N.B. This review is of the 1963 second edition of this work. Some of the defects may have been remedied in more recent editions.

I would guess that this was intended as a source-book to go with the ecclesiastical history course for ordinands to the Church of England ministry. This would explain the rather skewed representation of the Church: very little on post-schism Orthodoxy, or Protestantism outside England. (I really do mean England – the Church of Scotland gets a mere two pages.)

The layout is broadly chronological, with thematically related documents of the same period grouped together, though there are sudden jumps of a few centuries. Most are introduced with a brief note about their context (often making it clear what the compiler’s own ecclesiology is), but these presuppose some knowledge of the subject matter and history, presumably supplied in the course the book would accompany. So you are expected to know what ‘Monophysite’ means, as this term is never explained. More confusingly, kings and emperors come and go, without the reader being told where they were king of.
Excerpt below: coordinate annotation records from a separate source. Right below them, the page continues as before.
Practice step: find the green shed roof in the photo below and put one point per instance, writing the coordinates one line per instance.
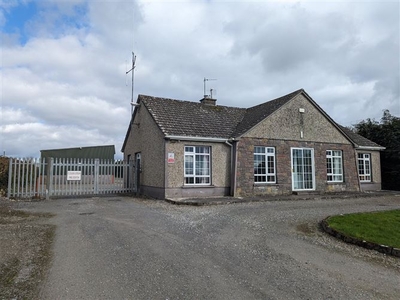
(101, 152)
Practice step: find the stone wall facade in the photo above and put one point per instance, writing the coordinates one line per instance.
(376, 179)
(147, 139)
(245, 185)
(220, 158)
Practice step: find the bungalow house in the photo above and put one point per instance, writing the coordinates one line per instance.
(286, 145)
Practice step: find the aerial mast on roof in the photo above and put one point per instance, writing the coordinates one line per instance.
(133, 77)
(206, 79)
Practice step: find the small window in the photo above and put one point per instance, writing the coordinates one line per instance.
(197, 165)
(364, 167)
(334, 166)
(264, 164)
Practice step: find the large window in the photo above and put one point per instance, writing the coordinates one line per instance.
(264, 164)
(364, 167)
(334, 166)
(197, 165)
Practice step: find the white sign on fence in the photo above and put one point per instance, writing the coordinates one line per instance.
(74, 175)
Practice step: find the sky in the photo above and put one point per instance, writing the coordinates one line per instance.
(63, 64)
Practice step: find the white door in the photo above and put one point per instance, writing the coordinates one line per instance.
(303, 174)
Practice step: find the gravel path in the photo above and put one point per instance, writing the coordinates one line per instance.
(124, 248)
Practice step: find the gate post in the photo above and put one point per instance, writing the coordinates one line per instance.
(96, 176)
(49, 179)
(130, 175)
(9, 178)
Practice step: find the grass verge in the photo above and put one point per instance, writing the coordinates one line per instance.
(378, 227)
(25, 252)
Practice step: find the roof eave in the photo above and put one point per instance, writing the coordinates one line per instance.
(196, 138)
(370, 147)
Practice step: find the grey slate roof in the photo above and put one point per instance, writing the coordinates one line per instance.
(358, 139)
(193, 119)
(185, 118)
(256, 114)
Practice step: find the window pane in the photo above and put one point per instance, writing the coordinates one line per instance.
(197, 166)
(259, 149)
(264, 164)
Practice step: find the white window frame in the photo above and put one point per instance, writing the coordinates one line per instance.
(334, 158)
(300, 169)
(364, 160)
(267, 155)
(197, 165)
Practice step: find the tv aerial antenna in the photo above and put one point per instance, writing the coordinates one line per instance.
(133, 77)
(205, 80)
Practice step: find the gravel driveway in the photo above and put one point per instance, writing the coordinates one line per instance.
(124, 248)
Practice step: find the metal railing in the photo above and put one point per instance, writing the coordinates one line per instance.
(50, 177)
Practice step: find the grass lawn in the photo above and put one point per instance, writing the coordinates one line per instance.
(378, 227)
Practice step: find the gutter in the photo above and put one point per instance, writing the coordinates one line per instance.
(196, 138)
(370, 148)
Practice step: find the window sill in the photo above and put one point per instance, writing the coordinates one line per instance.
(264, 183)
(198, 186)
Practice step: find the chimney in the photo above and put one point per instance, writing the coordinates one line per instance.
(208, 101)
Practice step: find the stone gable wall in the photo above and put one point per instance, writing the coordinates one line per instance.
(287, 122)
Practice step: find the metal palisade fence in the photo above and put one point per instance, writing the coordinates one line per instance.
(57, 177)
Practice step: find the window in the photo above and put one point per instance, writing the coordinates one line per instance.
(334, 166)
(364, 167)
(264, 164)
(197, 165)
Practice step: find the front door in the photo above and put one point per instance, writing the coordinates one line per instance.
(138, 169)
(303, 169)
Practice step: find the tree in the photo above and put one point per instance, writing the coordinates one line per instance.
(387, 134)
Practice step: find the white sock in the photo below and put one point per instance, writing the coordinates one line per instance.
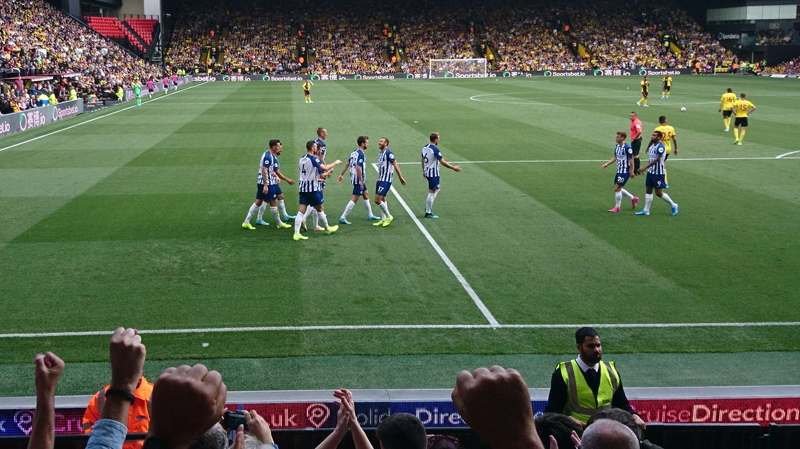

The reader also has to struggle with artificially archaic language in some of the translations. For example the Didache was only discovered in 1873, so the translation of it cannot be earlier than that, but it is still rendered into pseudo-Authorised Version English. And while the original translators of the AV had the advantage of being native speakers of 17th-century English (and stylistic masters of writing it), the same can’t be said of this 19th-century pastiche.

Very few of the documents collected here would make anyone feel glad to be a Christian, and the overall impression is of a preoccupation for declaring those who don’t agree with you to be anathema. The exceptions include some touching early Christian epitaphs, and a more hopeful concluding section dealing with moves towards church unity.

My edition is a 1963 reprint (although I believe it was purchased new in the 1980’s!), so sadly it misses some of the most significant documents of recent Christian history: those of the Second Vatican Council. More recent editions (with additional sections by Chris Maunder) include this and other 20th and 21st century material.